83/01 Natur- und Umweltschutz

Norm

UVP-G 2000 §19 Abs1 Z7, §19 Abs10
Tir NaturschutzG 2005 §14 Abs4
VfGG §7 Abs2

Leitsatz

Zurückweisung der Beschwerde einer anerkannten Umweltorganisation gegen die Erteilung einer naturschutzrechtlichen Genehmigung für die Erweiterung eines Kraftwerks nach dem Umweltverträglichkeitsprüfungsgesetz 2000 mangels Legitimation

Spruch

Die Beschwerde wird zurückgewiesen.

Begründung

Begründung

I. Sachverhalt und Beschwerdevorbringen

1. Die Beschwerdeführerin ist laut Anerkennungsbescheid des Bundesministeriums für Land- und Forstwirtschaft, Umwelt und Wasserwirtschaft vom 14. April 2008 eine gemäß §19 Abs7 Umweltverträglichkeitsprüfungsgesetz 2000 (im Folgenden: UVP-G 2000) anerkannte Umweltorganisation.

2. Mit Eingaben vom 19. Juni 2012, 31. Oktober 2012, 28. Jänner 2013, 13. September 2013, 20. Juli 2014, 3. November 2014, 3. September 2015 und 22. Jänner 2019 beantragte die mitbeteiligte Partei bei der Tiroler Landesregierung die Erteilung der naturschutzrechtlichen Genehmigung für die Erweiterung des Kraftwerkes nach dem Tiroler Naturschutzgesetz 2005 (im Folgenden: TNSchG 2005).

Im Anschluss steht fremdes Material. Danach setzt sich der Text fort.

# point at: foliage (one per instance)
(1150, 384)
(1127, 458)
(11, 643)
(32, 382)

3. Anhand der Grobprüfung des Vorhabens wurde festgestellt, dass ein Verträglichkeitsprüfungsverfahren gemäß §14 Abs4 TNSchG 2005 durchzuführen ist, und es wurde mit Bescheid vom 15. Mai 2019 die beantragte naturschutzrechtliche Bewilligung unter Setzung von Auflagen erteilt.

4. Die gegen diesen Bescheid von der Beschwerdeführerin erhobene Beschwerde wurde nach Einholung von Stellungnahmen der Verfahrensparteien und eines Gutachtens sowie nach Durchführung einer mündlichen Verhandlung am 21. Jänner 2020 mit Erkenntnis des Landesverwaltungsgerichtes Tirol vom 21. Februar 2020 als unbegründet abgewiesen.

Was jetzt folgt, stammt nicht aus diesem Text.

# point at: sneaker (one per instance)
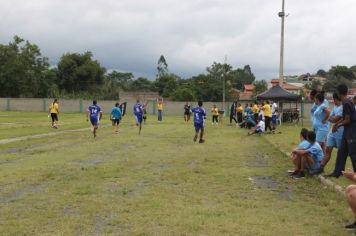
(294, 173)
(351, 226)
(317, 171)
(333, 175)
(300, 175)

5. Dagegen richtet sich die vorliegende, auf Art144 B-VG gestützte Beschwerde, in der eine Verletzung in den verfassungsgesetzlich gewährleisteten Rechten auf Gleichheit aller Staatsbürger vor dem Gesetz gemäß Art7 B-VG und Art2 StGG, des Legalitätsprinzips gemäß Art18 B-VG und des Rechts auf Entscheidung innerhalb angemessener Frist und auf ein faires Verfahren gemäß Art6 EMRK behauptet sowie eine Rechtsverletzung wegen Anwendung einer verfassungswidrigen generellen Norm, nämlich des TNSchG 2005, idF LGBl 163/2019, das mangels Umsetzung der Flora-Fauna-Habitats-Richtlinie (FFH-Richtlinie; Richtlinie 92/43/EWG) verfassungswidrig sei, vorgebracht wird. Weiters wurde die Abtretung der Beschwerde an den Verwaltungsgerichtshof sowie die Erteilung der aufschiebenden Wirkung beantragt und die Vorlage konkreter Fragen an den EuGH zur Vorabentscheidung gemäß Art267 AEUV angeregt.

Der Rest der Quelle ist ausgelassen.